La vieillesse et la peur de la dégradation physique
Enfin, la quatrième strophe décrit les “rides”, qui sont des signes du vieillissement et de la décadence. L'horreur de “lire la secrète horreur du dévouement” dans des yeux fatigués montre la confrontation du poète à l’inéluctable déclin, soulignant ainsi la vulnérabilité humaine et la peur de perdre la beauté et la jeunesse.
II. La prière et la tentative de réversibilité
Dans la dernière strophe, l'ange, qui symbolise la beauté, est sollicité de manière différente. Le poète implore l'ange non pas pour obtenir une faveur physique comme la santé ou la beauté, mais pour ses “prières”. Cette prière devient un acte de soumission et de transformation intérieure, dans le but de transcender les souffrances évoquées précédemment.
La référence à “David mourant” qui, dans un dernier élan, aurait demandé “la santé”, contraste avec la demande de Baudelaire. Tandis que David, figure biblique, cherche la guérison, Baudelaire, lui, ne cherche pas une réponse terrestre mais une réponse spirituelle. Il veut “les prières” de l'ange, pour apaiser son âme et faire face à ses tourments intérieurs.
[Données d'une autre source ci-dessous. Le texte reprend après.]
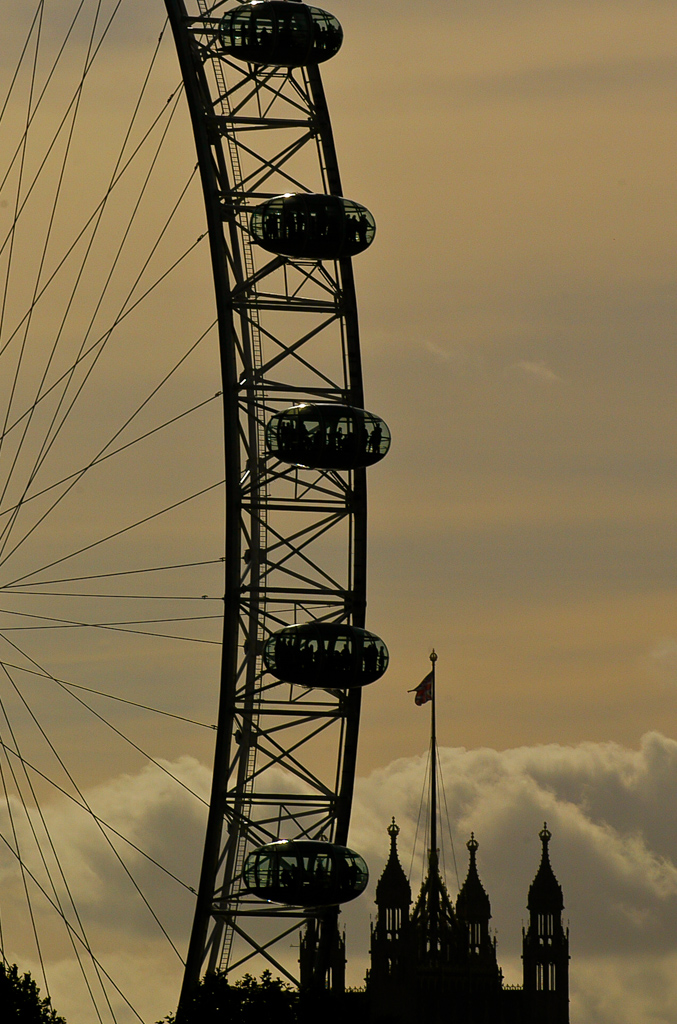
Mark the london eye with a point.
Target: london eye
(115, 498)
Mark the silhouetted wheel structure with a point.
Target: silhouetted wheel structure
(297, 444)
(132, 569)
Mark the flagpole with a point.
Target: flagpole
(433, 767)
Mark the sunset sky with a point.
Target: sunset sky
(518, 310)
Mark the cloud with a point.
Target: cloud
(615, 832)
(538, 370)
(614, 823)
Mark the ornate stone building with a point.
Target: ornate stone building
(436, 964)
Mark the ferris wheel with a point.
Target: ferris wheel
(112, 495)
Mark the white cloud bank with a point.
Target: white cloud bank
(611, 812)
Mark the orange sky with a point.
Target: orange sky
(518, 310)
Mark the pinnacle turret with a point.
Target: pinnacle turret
(393, 888)
(545, 894)
(472, 903)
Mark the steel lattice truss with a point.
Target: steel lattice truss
(295, 538)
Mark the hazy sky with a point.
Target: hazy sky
(518, 310)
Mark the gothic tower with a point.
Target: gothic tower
(480, 978)
(389, 978)
(545, 946)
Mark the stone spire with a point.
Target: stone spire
(545, 894)
(393, 888)
(545, 945)
(472, 902)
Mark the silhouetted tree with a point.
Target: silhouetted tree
(246, 1001)
(19, 999)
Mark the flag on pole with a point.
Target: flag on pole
(423, 691)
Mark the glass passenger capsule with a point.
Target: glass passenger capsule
(311, 225)
(305, 872)
(281, 34)
(328, 436)
(330, 655)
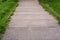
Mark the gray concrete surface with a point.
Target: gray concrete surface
(31, 22)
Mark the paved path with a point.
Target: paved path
(31, 22)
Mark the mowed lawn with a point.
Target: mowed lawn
(6, 10)
(53, 7)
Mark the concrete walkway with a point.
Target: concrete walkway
(31, 22)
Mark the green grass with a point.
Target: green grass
(7, 8)
(53, 7)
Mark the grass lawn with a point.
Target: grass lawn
(6, 10)
(53, 7)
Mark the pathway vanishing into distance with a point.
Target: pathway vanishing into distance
(31, 22)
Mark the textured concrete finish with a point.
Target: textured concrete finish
(31, 22)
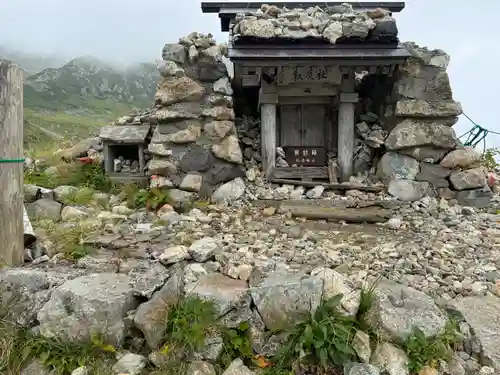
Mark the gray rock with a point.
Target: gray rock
(395, 166)
(148, 277)
(479, 198)
(179, 198)
(229, 150)
(391, 359)
(174, 254)
(150, 316)
(196, 158)
(35, 367)
(191, 182)
(283, 300)
(174, 52)
(398, 309)
(44, 209)
(468, 179)
(24, 292)
(87, 305)
(223, 86)
(419, 133)
(229, 192)
(226, 293)
(30, 193)
(81, 371)
(238, 368)
(70, 213)
(200, 368)
(483, 316)
(177, 89)
(131, 364)
(408, 191)
(423, 108)
(361, 344)
(435, 174)
(360, 369)
(169, 69)
(203, 249)
(461, 158)
(426, 154)
(63, 192)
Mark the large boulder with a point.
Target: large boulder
(468, 179)
(423, 108)
(284, 299)
(44, 209)
(175, 90)
(483, 316)
(398, 309)
(395, 166)
(89, 305)
(420, 133)
(409, 191)
(461, 158)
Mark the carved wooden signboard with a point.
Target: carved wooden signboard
(305, 156)
(308, 74)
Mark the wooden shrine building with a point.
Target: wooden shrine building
(307, 93)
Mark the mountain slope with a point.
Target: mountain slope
(84, 94)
Cela marque une tentative de réversibilité : du spleen à l'idéal. Cette prière est la clé pour échapper à la souffrance physique et mentale, une quête vers un idéal supérieur qui transcende la souffrance de l'existence humaine. Le poème se termine ainsi sur une note d’espoir, bien que teintée de fatalisme, où l'ange incarne l'idéal auquel le poète aspire.
Conclusion
Dans Réversibilité, Baudelaire fait une exploration complexe des émotions humaines, oscillant entre la souffrance (spleen) et l'aspiration à l’idéal. À travers les souffrances physiques et morales décrites dans les premières strophes, il expose les tourments de l’âme humaine. Cependant, dans la prière finale, il tente de renverser cette condition en cherchant refuge dans la spiritualité. Cette tension entre spleen et idéal, entre la douleur et la quête de rédemption, est au cœur de la poésie de Baudelaire, qui cherche à concilier les opposés pour comprendre l’essence même de l’existence humaine.